To cut emissions, protect nature, tackle hunger and climate proof the food system.
This is the moment for development banks to put their money where their mouths are. Many of them have committed to support the Paris Agreement and Sustainable Development Goals.
But so far, they are saying one thing and doing another, as they continue to fund emissions-intensive, polluting and cruel factory farming.
It is time for these banks to stop funding factory farming and use public money to help producers move to a system with more plant-based foods, and higher animal welfare conditions.
This would reduce animal suffering, support smallholder farmers, create rural jobs, reduce climate emissions and increase resilience to climate impacts.
What are Development Banks?
Their purpose is to promote economic development by encouraging investment and entrepreneurial activity. The banks are usually owned and financed by national governments as shareholders.
They influence the global development agenda and can have huge environmental and social impacts. But right now, their focus is all wrong. By concentrating on short-term economic growth, they are often investing in projects that cause huge harm to animals, the environment and local communities.

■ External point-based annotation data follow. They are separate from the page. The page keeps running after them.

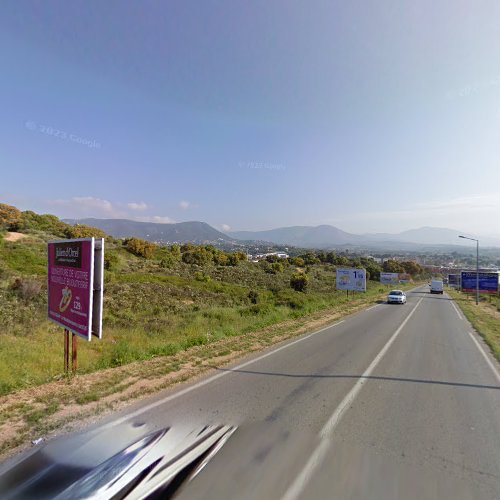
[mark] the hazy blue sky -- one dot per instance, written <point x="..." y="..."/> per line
<point x="368" y="115"/>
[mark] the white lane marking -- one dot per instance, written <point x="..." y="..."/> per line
<point x="456" y="310"/>
<point x="209" y="380"/>
<point x="297" y="487"/>
<point x="485" y="356"/>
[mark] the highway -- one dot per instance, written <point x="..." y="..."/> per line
<point x="398" y="401"/>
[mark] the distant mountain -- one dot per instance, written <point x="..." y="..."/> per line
<point x="301" y="236"/>
<point x="182" y="232"/>
<point x="321" y="237"/>
<point x="330" y="236"/>
<point x="430" y="236"/>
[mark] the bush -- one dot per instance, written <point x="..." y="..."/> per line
<point x="110" y="260"/>
<point x="253" y="296"/>
<point x="10" y="217"/>
<point x="83" y="231"/>
<point x="299" y="282"/>
<point x="141" y="248"/>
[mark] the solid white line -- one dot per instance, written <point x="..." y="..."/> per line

This means that the very institutions that should be at the forefront of promoting sustainable development, are actually funding projects that harm animals, people and the planet.
What does the research tell us?
As part of the Divest Factory Farming Coalition, World Animal Protection has revealed just how much money several multilateral Development Banks have invested in intensive livestock over the last 10 years.
And the numbers are staggering:
- World Bank Group: US$2.1 billion – mainly through the International Finance Corporation (IFC)
- Asian Development Bank: US$2.3 billion
- European Investment Bank: US$55.8 million
- European Bank of Reconstruction and Development: US$940.1 million.
These loans represent just a fraction of the funding development banks plough into the sector – in direct contradiction of their commitments to deliver on the Sustainable Development Goals and the Paris Climate Agreement.
Hundreds of millions more dollars are also used to support the industry indirectly through, for example, loans to companies involved in the production of animal feed.
A factory farming case study
In June 2021, the IFC board approved a new loan for Ecuador’s fourth largest corporation, Pronaca, to expand intensive pig and poultry production. This helped to increase the dominance of a company, which already controls more than half of the country's poultry and pork market.
This is at the expense of the Tsáchilas Indigenous people and smallholder farmers who complained the company was polluting waterways where they fish and collect water.
The investment undermines the IFC’s two overarching goals—ending extreme poverty by 2030 and boosting shared prosperity.
What should Development Banks be doing instead?
There is overwhelming scientific consensus from the IPCC, FAO and UNEP that if we want to meet the Sustainable Development Goals and the Paris Climate Agreement targets, we must change the way we produce food.
We must stop industrial livestock production that treats animals as mere cogs in a machine. Living in such unnatural environments, factory-farmed animals know little but pain, fear and misery throughout their whole lives.
Development Banks should:
- Finance sustainable, plant-based proteins to end our over-reliance on meat, eggs and dairy, making healthy food choices affordable and accessible for everyone, everywhere
- Lead the way to support humane systems where farmed animals can live good lives, in positive health and free from suffering
About the Divest Factory Farming Campaign
We are a coalition of organisations working for a more sustainable food system including Feedback, Friends of the Earth U.S., Global Forest Coalition, Sinergia Animal, World Animal Protection, Bank Information Center, International Accountability Project; and 50 by 40.
We work in partnership with social movements and Indigenous communities across the globe – to campaign against industrial livestock expansion supported by Development Banks.